MTA installing plastic barriers on buses to protect drivers
The MTA will install plexiglass and plastic curtain barriers to shield bus drivers — ahead of a planned August return to front-door bus boarding and fare collection, officials said Tuesday
Officials hope to roll out the $1,500-per-bus plexiglass dividers on 4,200 local buses starting in July or August, with completion expected sometime in the fall, buses chief Craig Cipriano said during a demo at the Michael J. Quill Bus Depot in Manhattan on Tuesday.
Another 600 local buses and 1,000 express buses will get plastic shower curtain-like vinyl separation by the end of August, at a cost of $300 to $500 per bus, Cipriano said.
“This is a near-term solution. We’re also working on other solutions that are… long term,” he told reporters. “One solution we’re engaging our bus manufacturers on is the potential to have a fully-enclosed bus operator compartment.”
“But that’s a new design of a bus. That wouldn’t happen for some time.”
New York City local buses have been fare-free and backdoor-only since March 23 in order to protect bus drivers from contracting the coronavirus. Since March, more than 10,000 MTA employees have called out sick at one point, and 132 workers have died from the virus.
Transit officials have previously teased plans to better shield bus operators from passengers as bus ridership has rebounded faster than subway ridership, to about 52 percent pre-pandemic levels.
But an exact date has not been set for the resumption of front door service and fare collection. Cipriano deflected when asked whether passengers will be allowed to enter through the front door on buses without the enhanced dividers.

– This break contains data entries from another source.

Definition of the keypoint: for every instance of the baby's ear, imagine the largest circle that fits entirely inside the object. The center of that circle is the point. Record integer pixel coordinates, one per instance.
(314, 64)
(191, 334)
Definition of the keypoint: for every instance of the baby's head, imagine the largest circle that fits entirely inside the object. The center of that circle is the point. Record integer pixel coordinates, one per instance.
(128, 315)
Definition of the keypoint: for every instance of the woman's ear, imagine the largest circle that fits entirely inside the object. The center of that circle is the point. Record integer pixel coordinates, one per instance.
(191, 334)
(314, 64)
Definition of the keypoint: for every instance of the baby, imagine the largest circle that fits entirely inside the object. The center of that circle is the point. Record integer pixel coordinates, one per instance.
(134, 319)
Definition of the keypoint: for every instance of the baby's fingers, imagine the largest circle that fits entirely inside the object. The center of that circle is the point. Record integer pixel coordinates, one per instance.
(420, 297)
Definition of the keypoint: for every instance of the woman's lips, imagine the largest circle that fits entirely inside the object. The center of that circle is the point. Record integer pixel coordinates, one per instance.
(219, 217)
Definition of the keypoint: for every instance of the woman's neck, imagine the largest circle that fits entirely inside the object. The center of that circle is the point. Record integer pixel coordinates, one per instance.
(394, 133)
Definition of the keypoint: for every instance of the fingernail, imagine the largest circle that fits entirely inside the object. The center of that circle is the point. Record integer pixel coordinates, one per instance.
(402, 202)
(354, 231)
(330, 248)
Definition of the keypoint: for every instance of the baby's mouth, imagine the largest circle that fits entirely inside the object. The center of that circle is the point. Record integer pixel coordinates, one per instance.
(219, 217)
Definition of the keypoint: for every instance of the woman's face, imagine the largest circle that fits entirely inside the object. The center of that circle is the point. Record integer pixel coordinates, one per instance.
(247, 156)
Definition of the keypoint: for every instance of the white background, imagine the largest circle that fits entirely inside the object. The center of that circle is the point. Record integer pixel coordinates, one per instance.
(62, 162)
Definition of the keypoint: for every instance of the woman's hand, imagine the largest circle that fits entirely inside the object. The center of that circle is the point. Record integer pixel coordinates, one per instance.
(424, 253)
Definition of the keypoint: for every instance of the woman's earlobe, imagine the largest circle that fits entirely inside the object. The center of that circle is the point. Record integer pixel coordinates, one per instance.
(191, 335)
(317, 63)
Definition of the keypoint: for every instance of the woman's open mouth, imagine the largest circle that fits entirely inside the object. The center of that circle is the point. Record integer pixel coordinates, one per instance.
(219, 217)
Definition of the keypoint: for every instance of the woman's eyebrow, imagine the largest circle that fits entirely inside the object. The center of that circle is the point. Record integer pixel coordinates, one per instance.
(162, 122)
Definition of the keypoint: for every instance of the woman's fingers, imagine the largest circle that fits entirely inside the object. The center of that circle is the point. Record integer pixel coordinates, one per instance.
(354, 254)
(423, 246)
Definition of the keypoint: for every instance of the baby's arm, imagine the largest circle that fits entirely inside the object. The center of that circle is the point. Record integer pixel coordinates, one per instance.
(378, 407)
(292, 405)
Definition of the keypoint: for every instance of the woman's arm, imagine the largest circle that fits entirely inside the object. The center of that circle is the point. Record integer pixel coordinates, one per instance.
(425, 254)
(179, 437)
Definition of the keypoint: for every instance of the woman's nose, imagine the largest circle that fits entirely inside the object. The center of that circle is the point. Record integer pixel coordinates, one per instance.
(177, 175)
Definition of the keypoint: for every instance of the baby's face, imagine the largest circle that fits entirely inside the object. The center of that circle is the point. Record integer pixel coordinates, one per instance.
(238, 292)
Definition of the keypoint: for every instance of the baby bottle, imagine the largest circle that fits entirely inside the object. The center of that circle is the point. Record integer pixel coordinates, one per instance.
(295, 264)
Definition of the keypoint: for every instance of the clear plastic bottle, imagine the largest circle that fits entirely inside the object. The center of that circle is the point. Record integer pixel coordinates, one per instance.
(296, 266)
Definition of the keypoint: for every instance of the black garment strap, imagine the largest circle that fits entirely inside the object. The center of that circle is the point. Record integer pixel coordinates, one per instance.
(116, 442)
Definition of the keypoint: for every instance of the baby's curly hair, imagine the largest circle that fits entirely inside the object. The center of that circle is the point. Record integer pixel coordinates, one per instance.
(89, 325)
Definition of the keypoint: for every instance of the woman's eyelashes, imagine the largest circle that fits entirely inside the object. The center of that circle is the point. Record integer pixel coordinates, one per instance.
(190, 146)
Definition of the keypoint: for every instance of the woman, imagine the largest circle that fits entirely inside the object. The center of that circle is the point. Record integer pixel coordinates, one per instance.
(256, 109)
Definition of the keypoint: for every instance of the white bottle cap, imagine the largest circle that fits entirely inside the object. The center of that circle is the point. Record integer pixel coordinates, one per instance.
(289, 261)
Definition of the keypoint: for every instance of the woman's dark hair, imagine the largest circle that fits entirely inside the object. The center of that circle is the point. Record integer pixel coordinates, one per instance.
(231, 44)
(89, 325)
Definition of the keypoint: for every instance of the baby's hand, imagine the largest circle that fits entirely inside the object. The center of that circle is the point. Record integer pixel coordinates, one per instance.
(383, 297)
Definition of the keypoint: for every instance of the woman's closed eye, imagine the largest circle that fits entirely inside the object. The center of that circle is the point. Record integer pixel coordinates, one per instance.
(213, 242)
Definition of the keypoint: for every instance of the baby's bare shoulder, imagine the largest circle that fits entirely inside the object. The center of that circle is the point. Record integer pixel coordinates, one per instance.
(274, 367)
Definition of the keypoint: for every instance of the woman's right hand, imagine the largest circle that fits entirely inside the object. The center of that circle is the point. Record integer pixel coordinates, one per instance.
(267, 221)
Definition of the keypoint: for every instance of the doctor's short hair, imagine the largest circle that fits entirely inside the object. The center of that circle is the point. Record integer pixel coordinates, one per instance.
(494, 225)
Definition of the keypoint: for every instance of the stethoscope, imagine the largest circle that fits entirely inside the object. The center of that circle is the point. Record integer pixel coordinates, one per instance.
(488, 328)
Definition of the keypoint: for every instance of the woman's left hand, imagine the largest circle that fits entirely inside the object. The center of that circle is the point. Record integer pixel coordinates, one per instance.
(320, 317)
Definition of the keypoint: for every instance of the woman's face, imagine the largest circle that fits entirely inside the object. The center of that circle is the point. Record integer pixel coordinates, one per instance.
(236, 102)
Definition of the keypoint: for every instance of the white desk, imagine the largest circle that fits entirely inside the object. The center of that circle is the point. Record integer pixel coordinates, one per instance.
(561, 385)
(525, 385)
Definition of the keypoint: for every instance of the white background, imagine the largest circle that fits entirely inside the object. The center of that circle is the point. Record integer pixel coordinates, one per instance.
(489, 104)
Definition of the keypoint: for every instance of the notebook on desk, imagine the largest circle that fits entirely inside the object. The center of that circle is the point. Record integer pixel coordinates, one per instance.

“We’re on a very aggressive, accelerated roll-out,” he said. “We’ll do everything we can in regards to providing proper protection for our operators.”
TWU Local 100 President Tony Utano warned transit officials should think twice before resuming front door boarding on buses that don’t have the extra protection.
“We’re not going to allow our bus operators to pull out a bus without a barrier of protection while the pandemic is going on,” Utano said.